Dans ces conditions, et dès lors que son licenciement a été prononcé pour une cause réelle et sérieuse fondée sur une faute sérieuse, il convient de lui accorder la somme de 200 euros à titre de dommages et intérêts pour le préjudice subi.
Le jugement est infirmé sur ce point.
Sur les dommages et intérêts pour licenciement vexatoire et brutal :
M. [W] ne justifie pas de circonstances brutales et vexatoire de son licenciement en se prévalant du défaut de bien fondé de celui-ci et de l’absence de mise en garde préalable.
Le jugement sera confirmé en ce qu’il a débouté le salarié de sa demande présentée à ce titre.
Sur les autres demandes :
Compte tenu de l’issue du présent litige, il convient d’infirmer le jugement déféré en ce qu’il a condamné M. [W] à verser une somme de 500 euros à M. [K] sur le fondement de l’article 700 du code de procédure civile au titre des frais irrépétibles de première instance, de dire qu’il n’y a pas lieu à application de l’article 700 du code de procédure civile et de les débouter de leurs demandes subséquentes au titre des frais irrépétibles de première instance et d’appel.

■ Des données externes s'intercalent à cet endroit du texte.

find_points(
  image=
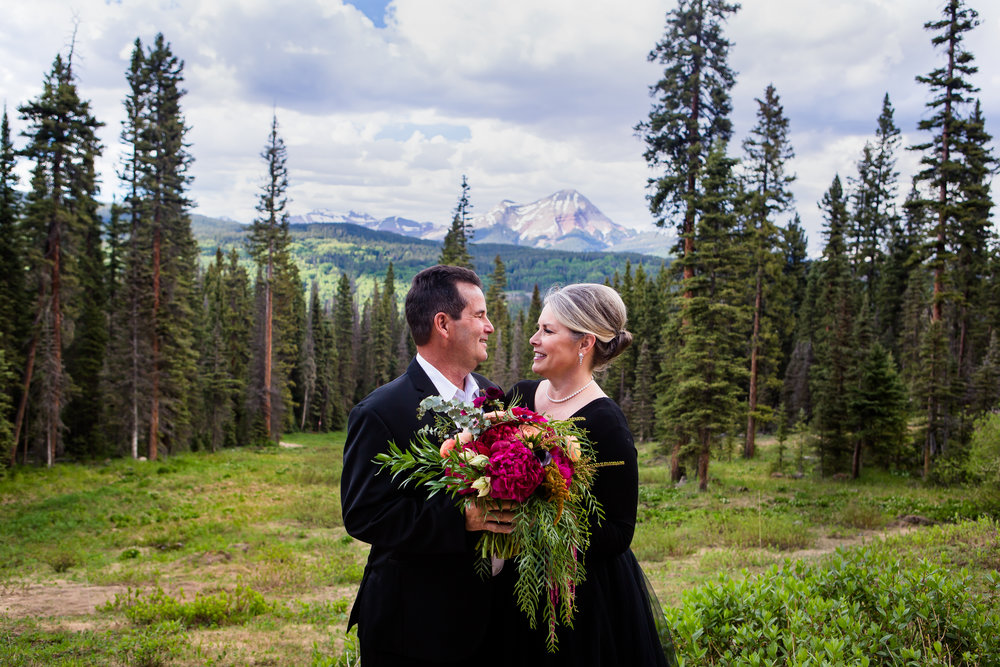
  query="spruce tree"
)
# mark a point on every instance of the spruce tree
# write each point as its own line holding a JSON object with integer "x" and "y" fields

Chaque partie supportera la charge de ses propres dépens de première instance et d’appel.
PAR CES MOTIFS :
La cour, statuant publiquement, par arrêt contradictoire, mis à disposition au greffe et en dernier ressort,
Confirme le jugement rendu le 14 décembre 2023 par le conseil de prud’hommes de Pointe-à-Pitre entre M. [W] [B] [C] et M. [K] [J] [F], sauf en ce qu’il a :
— constaté que M. [W] [B] avait utilisé son téléphone portable de façon abusive au sein de l’entreprise et avait fait preuve d’un manque de loyauté envers cette dernière ce qui s’analyse en une faute grave,
— condamné M. [K] [J] [F] à verser à M. [W] [B] [C] une somme de 1600,12 euros à titre d’indemnité pour non respect de la procédure de licenciement,
— jugé que c’était à bon droit que M. [W] [B] avait été licencié pour faute grave,
— débouté M. [W] [B] de ses demandes de versement d’une indemnité compensatrice de préavis et des congés payés y afférentes, d’une indemnité légale de licenciement et de dommages et intérêts pour défaut de portabilité,
— condamné M. [W] [B] à verser à M. [K] [J] une somme de 500 euros sur le fondement des dispositions de l’article 700 du code de procédure civile au titre des frais irrépétibles de première instance,
Infirmant et statuant à nouveau sur ces chefs de demandes,
Dit que le licenciement de M. [W] [B] repose sur une faute sérieuse constitutive d’une cause réelle et sérieuse,
Condamne M. [K] [J] à verser à M. [W] [B] les sommes suivantes :
— 1823,07 euros à titre d’indemnité pour non respect de la procédure de licenciement,
— 3646,14 euros à titre d’indemnité compensatrice de préavis,
— 364,61 euros à titre d’indemnité compensatrice de congés payés sur préavis,
— 2164,82 euros à titre d’indemnité légale de licenciement,
— 200 euros au titre de dommages et intérêts pour défaut de portabilité,
Y joutant,
Dit n’y avoir lieu à application de l’article 700 du code de procédure civile au titre des frais irrépétibles de première instance et d’appel et déboute les parties de leurs demandes subséquentes,
Chaque partie supportera ma charge de ses propres dépens de première instance et d’appel.